Dois anos antes, Brazão havia sido escolhido pela Alerj para ocupar uma vaga do TCE-RJ. Ao tomar posse do cargo, por exigência da lei, ele deixou o MDB, partido ao qual era filiado. A indicação foi apadrinhada pelo então presidente da casa legislativa, Jorge Picciani (MDB). O único partido a se posicionar contra foi o PSOL, sigla de Marcelo Freixo e Marielle Franco.
O então deputado estadual Freixo, de quem Marielle foi assessora, ingressou com uma ação na Justiça do Rio para evitar, sem sucesso, a nomeação de Brazão.
Brazão também teve o nome citado por suposto envolvimento com grupos paramilitares no relatório final da CPI das Milícias, realizada em 2008, sob a presidência de Freixo. Marielle trabalhou na comissão parlamentar de inquérito.
Em junho passado, Freixo participou de uma reunião, a pedido de dois delegados da Polícia Civil do Rio, com integrantes do Ministério Público Federal para tratar de uma possível conexão de deputados do MDB com a morte de Marielle. O encontro foi revelado pela revista Veja.
O policial militar reformado Ronnie Lessa e o ex-PM Élcio Vieira de Queiroz foram presos em março, sob a acusação de serem os executores do atentado. Lessa chegou a ser filiado ao MDB. Até o presente momento, a investigação não apontou os mandantes do crime. Citado na investigação da Polícia Federal como um dos possíveis mandantes do crime, Brazão também é suspeito de participar de ações para atrapalhar a elucidação do caso Marielle.
Brazão nega envolvimento com a morte de Marielle
Em junho do ano passado, Domingos Brazão chegou a prestar depoimento à DH (Delegacia de Homicídios da Capital). Ele negou qualquer relação com a morte de Marielle Franco.
Ele foi acusado publicamente pelo vereador Marcello Sicilliano (PHS-RJ) de tentar incriminá-lo no atentado ao plantar uma falsa testemunha na investigação da Polícia Civil do Rio. Em fevereiro passado, agentes da PF chegaram a cumprir mandados de busca e apreensão na casa do conselheiro afastado, no âmbito do inquérito sobre obstrução do Caso Marielle.
Em pelo menos duas ocasiões, o advogado de Brazão, Ubiratan Guedes, afirmou ao UOL que "seu cliente tem todo o interesse no esclarecimento do crime e colocou à disposição da Justiça seus sigilos bancários, fiscal e telefônico".

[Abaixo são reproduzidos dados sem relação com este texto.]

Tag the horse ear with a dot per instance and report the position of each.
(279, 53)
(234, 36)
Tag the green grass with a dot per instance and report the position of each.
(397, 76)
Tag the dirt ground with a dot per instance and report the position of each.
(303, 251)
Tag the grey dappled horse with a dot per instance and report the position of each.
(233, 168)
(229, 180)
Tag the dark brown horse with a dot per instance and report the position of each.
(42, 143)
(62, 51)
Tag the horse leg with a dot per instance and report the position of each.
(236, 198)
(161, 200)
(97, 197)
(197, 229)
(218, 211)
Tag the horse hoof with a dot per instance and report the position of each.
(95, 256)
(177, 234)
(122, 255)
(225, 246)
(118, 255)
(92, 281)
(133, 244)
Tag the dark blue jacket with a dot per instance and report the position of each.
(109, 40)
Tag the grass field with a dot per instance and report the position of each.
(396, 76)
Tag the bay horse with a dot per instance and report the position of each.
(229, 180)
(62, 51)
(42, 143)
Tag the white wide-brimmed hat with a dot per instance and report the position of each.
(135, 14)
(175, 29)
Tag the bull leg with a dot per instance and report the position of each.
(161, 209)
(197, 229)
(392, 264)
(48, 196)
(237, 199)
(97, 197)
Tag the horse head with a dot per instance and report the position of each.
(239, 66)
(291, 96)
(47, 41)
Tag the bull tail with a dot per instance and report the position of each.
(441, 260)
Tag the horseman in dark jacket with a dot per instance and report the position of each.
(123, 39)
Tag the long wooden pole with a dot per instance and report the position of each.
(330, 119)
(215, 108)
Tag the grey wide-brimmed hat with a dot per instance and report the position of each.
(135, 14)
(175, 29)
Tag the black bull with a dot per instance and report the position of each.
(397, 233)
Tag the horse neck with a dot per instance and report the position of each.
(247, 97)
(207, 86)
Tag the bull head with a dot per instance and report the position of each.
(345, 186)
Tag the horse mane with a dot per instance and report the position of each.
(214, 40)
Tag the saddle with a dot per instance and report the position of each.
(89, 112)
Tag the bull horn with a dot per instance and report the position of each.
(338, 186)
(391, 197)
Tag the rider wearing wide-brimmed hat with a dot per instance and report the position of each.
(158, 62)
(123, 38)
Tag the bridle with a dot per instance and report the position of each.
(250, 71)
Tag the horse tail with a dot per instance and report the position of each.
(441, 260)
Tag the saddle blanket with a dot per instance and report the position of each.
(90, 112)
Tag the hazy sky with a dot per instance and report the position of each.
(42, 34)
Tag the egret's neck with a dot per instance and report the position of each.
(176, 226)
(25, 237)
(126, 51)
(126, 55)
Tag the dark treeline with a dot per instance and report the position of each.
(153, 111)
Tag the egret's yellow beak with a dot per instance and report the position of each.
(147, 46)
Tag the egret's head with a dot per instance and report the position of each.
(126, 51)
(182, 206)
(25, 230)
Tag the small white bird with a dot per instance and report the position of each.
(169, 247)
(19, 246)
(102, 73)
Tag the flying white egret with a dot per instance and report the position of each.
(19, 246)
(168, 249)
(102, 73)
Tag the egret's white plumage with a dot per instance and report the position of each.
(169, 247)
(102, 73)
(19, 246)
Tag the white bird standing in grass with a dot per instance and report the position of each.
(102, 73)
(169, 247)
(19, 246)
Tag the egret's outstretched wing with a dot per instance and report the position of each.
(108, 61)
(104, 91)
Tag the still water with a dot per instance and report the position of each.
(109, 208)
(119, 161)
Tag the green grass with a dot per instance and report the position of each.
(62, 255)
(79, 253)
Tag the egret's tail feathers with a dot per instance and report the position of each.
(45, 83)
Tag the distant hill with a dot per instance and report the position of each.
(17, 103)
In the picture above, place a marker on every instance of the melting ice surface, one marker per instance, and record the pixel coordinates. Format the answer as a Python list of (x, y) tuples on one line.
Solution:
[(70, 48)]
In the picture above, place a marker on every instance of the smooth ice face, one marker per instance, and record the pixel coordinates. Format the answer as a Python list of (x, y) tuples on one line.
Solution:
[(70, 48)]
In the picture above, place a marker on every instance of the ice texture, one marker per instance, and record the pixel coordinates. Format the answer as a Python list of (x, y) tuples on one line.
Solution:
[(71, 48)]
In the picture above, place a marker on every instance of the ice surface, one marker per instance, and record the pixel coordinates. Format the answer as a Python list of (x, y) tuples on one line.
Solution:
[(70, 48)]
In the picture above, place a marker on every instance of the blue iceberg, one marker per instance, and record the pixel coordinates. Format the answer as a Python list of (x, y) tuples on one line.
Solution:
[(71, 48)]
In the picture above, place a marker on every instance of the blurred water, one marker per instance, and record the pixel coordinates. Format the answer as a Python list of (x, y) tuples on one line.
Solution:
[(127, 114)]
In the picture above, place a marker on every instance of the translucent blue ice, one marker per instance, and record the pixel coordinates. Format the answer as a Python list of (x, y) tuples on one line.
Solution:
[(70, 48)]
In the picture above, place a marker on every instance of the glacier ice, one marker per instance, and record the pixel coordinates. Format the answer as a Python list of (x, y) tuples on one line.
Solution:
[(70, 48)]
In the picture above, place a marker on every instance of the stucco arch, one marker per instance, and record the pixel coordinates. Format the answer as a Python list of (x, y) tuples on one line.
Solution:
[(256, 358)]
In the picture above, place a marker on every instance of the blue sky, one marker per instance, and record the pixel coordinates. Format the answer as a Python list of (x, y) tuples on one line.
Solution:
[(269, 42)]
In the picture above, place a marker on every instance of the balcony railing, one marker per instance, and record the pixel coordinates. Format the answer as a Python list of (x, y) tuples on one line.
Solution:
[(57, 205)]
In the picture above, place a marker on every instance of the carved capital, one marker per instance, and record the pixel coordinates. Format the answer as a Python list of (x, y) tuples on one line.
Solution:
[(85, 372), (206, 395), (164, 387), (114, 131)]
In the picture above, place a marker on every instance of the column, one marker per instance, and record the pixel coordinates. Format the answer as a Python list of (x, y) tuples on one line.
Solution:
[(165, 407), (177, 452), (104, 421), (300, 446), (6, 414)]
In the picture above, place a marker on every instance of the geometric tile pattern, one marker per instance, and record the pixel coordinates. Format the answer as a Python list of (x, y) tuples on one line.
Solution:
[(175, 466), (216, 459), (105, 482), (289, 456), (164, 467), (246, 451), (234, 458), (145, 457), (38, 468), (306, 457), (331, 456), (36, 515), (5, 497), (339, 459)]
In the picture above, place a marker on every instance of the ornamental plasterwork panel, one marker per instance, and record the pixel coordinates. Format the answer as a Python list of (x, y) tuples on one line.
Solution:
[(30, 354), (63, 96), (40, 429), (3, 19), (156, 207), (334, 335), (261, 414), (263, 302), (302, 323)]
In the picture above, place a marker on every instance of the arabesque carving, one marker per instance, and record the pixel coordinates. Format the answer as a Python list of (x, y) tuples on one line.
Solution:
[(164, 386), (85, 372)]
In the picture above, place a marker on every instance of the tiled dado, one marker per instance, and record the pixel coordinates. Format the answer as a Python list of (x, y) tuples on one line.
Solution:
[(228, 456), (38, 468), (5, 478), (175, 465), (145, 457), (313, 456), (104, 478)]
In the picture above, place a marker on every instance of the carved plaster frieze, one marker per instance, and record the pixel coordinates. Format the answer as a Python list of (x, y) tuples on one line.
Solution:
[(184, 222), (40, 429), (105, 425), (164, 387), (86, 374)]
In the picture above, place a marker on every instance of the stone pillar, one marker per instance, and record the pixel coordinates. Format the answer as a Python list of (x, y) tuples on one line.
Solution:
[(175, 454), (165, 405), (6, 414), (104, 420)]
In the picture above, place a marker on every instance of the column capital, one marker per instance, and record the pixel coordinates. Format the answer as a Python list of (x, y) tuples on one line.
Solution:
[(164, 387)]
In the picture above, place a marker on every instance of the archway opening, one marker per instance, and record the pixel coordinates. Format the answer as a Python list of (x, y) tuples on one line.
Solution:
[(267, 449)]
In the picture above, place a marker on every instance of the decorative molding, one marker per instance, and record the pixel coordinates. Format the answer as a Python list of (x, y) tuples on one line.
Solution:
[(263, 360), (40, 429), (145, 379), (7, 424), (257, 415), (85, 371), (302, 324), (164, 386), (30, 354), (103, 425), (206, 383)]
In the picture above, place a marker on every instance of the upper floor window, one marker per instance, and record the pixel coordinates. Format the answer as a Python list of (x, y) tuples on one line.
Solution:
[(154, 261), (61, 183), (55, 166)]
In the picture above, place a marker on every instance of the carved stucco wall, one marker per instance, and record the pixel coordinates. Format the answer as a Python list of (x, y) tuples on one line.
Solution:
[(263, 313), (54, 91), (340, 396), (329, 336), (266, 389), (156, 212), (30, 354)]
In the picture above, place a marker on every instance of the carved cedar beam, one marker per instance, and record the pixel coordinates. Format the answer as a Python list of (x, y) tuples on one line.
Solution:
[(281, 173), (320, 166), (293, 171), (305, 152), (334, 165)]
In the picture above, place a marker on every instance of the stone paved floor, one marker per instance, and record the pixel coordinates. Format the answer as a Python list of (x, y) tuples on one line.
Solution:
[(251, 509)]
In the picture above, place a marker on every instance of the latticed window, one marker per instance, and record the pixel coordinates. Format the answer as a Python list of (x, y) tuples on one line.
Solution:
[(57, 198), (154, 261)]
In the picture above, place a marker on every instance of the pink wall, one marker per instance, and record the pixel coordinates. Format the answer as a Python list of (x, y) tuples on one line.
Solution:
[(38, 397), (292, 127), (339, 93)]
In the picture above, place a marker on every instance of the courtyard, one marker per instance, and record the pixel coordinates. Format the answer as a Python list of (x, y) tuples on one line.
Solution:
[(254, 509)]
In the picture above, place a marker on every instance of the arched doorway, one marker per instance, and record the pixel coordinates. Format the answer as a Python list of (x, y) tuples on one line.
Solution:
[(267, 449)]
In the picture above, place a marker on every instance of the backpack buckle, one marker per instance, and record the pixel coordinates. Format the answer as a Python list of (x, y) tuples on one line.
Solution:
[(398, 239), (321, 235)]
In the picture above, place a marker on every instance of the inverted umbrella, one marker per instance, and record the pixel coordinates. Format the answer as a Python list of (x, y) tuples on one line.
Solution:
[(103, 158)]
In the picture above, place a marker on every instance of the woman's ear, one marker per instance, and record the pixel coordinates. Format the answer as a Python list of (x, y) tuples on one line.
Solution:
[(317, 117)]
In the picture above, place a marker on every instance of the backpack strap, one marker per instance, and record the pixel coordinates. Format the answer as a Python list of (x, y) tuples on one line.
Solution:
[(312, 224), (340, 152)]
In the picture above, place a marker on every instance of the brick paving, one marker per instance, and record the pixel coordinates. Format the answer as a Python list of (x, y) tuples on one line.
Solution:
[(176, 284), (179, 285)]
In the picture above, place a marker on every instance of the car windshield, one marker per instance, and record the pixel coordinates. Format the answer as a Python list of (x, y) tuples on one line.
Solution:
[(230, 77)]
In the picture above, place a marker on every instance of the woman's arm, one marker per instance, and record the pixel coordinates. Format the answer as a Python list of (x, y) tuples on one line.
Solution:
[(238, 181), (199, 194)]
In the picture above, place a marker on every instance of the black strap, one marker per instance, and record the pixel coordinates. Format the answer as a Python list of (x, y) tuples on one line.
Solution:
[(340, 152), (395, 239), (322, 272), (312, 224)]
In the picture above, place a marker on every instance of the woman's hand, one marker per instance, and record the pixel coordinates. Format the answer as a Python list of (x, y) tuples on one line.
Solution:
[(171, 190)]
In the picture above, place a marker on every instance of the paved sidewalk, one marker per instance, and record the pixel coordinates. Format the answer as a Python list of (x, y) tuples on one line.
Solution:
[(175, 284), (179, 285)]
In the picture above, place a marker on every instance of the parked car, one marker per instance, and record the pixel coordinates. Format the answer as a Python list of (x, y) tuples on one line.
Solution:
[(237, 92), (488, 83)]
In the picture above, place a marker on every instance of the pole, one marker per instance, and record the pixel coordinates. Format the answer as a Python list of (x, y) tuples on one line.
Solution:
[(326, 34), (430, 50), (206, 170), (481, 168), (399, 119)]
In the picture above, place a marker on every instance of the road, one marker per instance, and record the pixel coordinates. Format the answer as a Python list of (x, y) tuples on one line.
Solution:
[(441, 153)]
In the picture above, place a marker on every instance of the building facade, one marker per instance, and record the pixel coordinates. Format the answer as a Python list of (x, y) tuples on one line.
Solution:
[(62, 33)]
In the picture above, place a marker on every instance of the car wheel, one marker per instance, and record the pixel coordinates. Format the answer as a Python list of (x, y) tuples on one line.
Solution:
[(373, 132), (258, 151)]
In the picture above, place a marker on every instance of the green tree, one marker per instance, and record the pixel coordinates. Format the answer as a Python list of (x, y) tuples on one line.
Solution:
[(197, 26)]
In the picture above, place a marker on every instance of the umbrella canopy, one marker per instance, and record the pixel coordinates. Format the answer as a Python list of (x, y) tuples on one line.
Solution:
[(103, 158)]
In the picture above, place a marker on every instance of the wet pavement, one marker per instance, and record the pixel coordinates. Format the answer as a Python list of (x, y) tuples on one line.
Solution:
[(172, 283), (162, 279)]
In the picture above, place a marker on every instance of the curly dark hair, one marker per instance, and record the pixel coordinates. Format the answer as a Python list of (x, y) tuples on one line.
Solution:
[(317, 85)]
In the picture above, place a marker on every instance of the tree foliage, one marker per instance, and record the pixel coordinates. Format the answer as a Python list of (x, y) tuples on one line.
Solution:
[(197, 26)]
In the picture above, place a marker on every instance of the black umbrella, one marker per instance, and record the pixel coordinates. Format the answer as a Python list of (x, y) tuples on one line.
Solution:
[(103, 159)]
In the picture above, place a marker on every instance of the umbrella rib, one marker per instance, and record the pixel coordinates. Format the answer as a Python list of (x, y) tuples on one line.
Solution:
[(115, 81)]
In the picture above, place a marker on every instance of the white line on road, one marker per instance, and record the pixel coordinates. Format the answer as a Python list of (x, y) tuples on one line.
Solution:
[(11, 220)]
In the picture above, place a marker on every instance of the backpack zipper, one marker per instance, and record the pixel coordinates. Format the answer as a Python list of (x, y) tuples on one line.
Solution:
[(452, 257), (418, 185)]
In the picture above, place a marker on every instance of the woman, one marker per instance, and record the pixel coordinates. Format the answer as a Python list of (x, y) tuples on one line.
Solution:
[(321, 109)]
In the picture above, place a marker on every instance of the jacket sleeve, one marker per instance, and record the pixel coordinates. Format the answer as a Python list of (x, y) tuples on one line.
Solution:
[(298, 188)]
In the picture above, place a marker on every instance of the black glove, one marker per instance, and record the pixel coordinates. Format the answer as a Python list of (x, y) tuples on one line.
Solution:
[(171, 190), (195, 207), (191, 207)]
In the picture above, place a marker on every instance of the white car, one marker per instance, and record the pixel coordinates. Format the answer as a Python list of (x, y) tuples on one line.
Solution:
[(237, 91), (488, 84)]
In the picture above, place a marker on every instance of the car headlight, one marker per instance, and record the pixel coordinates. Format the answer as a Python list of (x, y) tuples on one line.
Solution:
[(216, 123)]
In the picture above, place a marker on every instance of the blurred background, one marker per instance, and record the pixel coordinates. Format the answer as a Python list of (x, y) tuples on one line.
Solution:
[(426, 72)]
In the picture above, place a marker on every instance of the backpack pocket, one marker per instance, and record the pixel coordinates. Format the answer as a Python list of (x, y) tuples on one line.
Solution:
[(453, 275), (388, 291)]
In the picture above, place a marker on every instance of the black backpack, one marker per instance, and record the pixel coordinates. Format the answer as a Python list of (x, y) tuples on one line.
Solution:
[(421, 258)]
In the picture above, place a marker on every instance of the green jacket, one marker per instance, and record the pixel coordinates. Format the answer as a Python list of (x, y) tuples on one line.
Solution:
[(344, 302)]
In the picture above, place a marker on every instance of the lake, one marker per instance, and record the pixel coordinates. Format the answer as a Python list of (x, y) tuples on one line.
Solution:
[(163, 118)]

O UOL procurou sem sucesso entrar em contato com o ex-deputado para que ele comentasse as ameaças citadas por ex-colegas.
Anos depois da morte de Luiz Claudio Xavier Reis, o repórter Sérgio Ramalho, um dos autores desta reportagem, encontrou o amigo sobrevivente do tiroteio. Com dificuldades de fala decorrentes do tiro que atingiu-lhe a bochecha, ele se assustou ao ouvir o nome Domingos Brazão e se recusou a dar qualquer declaração sobre o ocorrido.